Your IPL final experience could have been a whole lot different with 5G, but…

Differentiated connectivity and network slicing feature of 5G is the future!

Chepauk Chennai's MA Chidambaram Stadium will host IPL 2024 final clash | Twitter

With this toolkit, the way you watch this weekend’s IPL final could have been a whole lot different. Imagine this: you are sitting at Chennai’s MA Chidambaram Stadium high up in the galleries, amidst tens of thousands of roaring fans. Way down below on the pitch, your favourite player is about to deliver a square cut straight to the boundary. You see it, you understand what has happened — and then, you whip out your phone to watch the same at an angle much closer, something impossible from where you are seated.

Or from another angle. Or in slow-motion. Or, you switch to the action of the bowler (or the cheerleaders)! Whatever your kink, delivering it in ultra high-definition to you as a premium service, be it on the stands or in your living room, is one of the new value-adds that 5G could offer, through the differentiated connectivity and network slicing feature of 5G.

And ‘could’ because it is yet to be a reality. At least not in time for the upcoming IPL final, because India’s Net Neutrality rules forbid such differentiated speeds and premium servicing for internet users.

Still, Ericsson, one of the world’s leading information and communication technology companies is betting big on this. It had launched at the Mobile World Congress last year a toolkit that includes software capabilities across Massive MIMO, RAN slicing, time-critical communication and 5G core. It is aimed at anyone from mobile operators to OTT channels who could use this to offer premium differentiated services like the IPL scenario described above.
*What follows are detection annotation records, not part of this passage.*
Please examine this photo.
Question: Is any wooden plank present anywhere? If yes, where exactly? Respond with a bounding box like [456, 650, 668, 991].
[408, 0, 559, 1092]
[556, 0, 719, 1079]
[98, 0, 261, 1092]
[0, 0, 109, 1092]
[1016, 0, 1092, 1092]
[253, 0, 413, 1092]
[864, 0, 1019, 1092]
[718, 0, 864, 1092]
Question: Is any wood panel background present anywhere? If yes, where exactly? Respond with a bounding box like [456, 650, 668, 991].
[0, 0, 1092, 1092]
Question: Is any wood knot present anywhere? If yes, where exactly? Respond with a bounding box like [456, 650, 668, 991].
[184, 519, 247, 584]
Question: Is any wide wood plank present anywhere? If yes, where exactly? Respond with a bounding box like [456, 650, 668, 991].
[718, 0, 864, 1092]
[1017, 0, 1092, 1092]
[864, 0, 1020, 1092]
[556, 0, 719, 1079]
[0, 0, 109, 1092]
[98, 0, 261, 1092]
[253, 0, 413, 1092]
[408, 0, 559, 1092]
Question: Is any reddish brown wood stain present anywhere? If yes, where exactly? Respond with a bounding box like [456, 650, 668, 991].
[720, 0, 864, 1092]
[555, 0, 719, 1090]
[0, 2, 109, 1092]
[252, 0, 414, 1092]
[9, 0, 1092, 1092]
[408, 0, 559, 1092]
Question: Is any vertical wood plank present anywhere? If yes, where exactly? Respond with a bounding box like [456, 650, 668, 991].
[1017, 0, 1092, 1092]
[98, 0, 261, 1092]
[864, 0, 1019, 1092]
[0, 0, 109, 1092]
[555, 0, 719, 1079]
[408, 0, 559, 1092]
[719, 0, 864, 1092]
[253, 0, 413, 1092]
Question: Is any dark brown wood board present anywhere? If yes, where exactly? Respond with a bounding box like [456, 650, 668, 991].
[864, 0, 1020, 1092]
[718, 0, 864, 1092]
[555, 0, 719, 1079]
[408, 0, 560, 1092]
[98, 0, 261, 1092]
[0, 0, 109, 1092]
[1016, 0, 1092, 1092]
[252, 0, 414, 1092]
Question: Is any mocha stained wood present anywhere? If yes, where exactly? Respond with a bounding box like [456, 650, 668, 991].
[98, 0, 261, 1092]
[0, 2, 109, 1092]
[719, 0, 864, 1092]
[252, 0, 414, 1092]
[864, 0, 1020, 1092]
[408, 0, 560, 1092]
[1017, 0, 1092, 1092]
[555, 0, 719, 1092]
“The advent of 5G is opening up new opportunities,” said Ericsson India managing director Nitin Bansal. “Differentiated connectivity not only delivers a high-performing on-demand network connectivity, (it) will represent a significant shift in the evolution of the mobile broadband business in India.”

While regulation will prevent such premium services in India in the near future, it has already been tried out in other countries. At the recent F1 Grand Prix in Singapore, SingTel collaborated with Ericsson to offer network slicing to the crowds who had gathered to watch the world’s fastest racers battle it out on the streets of the city-state. The package offering, combined with 5G, meant that any user sitting at one point could get on his mobile device live, low-latency access to action on another corner of the race track which may not be visible to him. 

The technology was showcased at Ericsson’s ‘Imagine Live’ roadshow in Gurugram on Wednesday, part of its efforts to raise popularity of 5G value-added services in the country, even as telecom operators struggle to find out a way out to monetise the premium feature amidst complaints about call drops and reality of the quality of 5G coverage not living up to the tall claims and expectations.

“5G is about bringing in capability and efficiency, “ said Bansal, adding, “We will continue to invest in India and continue doing what is expected of us….Looking ahead, the emergence of programmable networks and the exposure of network capabilities to application developers presents another exciting development.”